Je m’appelle Erik Halley, je dessine et crée des accessoires, dans le sens large du terme. Je dessine des sacs et des bijoux mais pas uniquement. Je crée également des pièces pour des performances et toutes autres excentricités que les gens voudrait porter sur leur visage ou ailleurs (rires). C’est toujours inhabituel et insolite, mon travail tout comme les demandes que je reçois. Je fais cela depuis 15 ans.

Parle-nous de tes débuts, comment en es-tu arrivé à ce que tu fais aujourd’hui?

J’ai fait une école de mode puis j’ai travaillé pour un bureau de tendances, pendant quelques temps. Pendant cette période, j’ai dessiné des collections de vêtements de sport pour différentes marques en Europe et au Japon. À un moment, j’ai commencé à créer des petites pièces avec des plumes, ce qui a donné naissance à mon premier collier de plumes. En quelques mois, j’ai conçu plusieurs pièces que j’ai commencé à vendre dans des boutiques. Puisque j’étais stagiaire dans un bureau de presse, je leur ai montré ce que je faisais et ils m’ont dit «  Bien sûr, laisse nous tes pièces et nous allons voir ce qu’on peut faire. » Quatre mois plus tard, je faisais la couverture du ELLE France avec Naomi Campbell. C’était en 1994 et c’est ainsi que tout a vraiment commencé. Par la suite, j’ai travaillé sur une petite collection que j’ai vendue. Un jour, j’ai reçu un coup de fil. On me proposait d’aller à Londres, de rencontrer certaines personnes pour des jobs. En l’espace d’un jour, j’ai été embauché pour travailler avec Berardi, McQueen, Chalayan et Julien MacDonald. J’ai également rencontré un des directeurs de la création du Vogue anglais, qui a apprécié mon travail et l’a fait apparaitre dans des articles. Comme vous le constatez, tout est arrivé, très, très vite.

Ca m’en a tout l’air! Que faisais-tu avant? D’où viens-tu et quelles sont tes origines?
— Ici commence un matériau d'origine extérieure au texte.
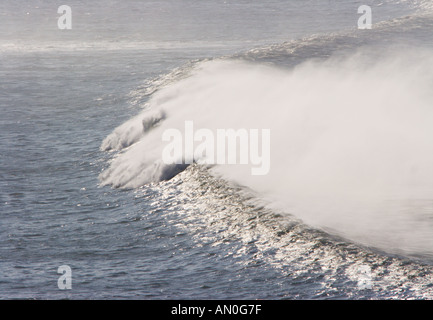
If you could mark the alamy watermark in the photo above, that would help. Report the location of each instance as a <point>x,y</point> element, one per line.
<point>65,280</point>
<point>65,20</point>
<point>365,21</point>
<point>364,278</point>
<point>225,146</point>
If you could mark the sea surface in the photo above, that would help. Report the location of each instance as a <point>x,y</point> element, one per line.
<point>345,212</point>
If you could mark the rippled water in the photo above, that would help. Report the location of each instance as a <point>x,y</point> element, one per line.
<point>194,236</point>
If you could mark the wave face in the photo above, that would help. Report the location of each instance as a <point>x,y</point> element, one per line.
<point>350,119</point>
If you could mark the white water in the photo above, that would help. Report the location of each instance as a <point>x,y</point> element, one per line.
<point>351,139</point>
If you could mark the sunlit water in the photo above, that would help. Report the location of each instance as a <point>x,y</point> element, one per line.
<point>216,233</point>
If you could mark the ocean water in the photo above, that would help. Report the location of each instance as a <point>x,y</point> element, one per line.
<point>345,211</point>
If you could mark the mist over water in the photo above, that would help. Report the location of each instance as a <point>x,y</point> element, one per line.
<point>83,182</point>
<point>350,139</point>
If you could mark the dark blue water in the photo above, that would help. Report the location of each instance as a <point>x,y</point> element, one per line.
<point>193,237</point>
Je suis français, né en Normandie mais mon nom est d’origine anglo-saxonne. L’homme qui a découvert la comète de Halley est en fait mon grand- oncle. Un des scientifiques les plus talentueux de sa génération. Très jeune, nous avons déménagé dans le Sud de la France, j’ai grandi sur la côte d’Azur. Après plusieurs années, mes parents décidèrent de revenir en Normandie. Lorsque j’ai fini mes années de lycée, j’ai déménagé à Paris pour étudier la mode.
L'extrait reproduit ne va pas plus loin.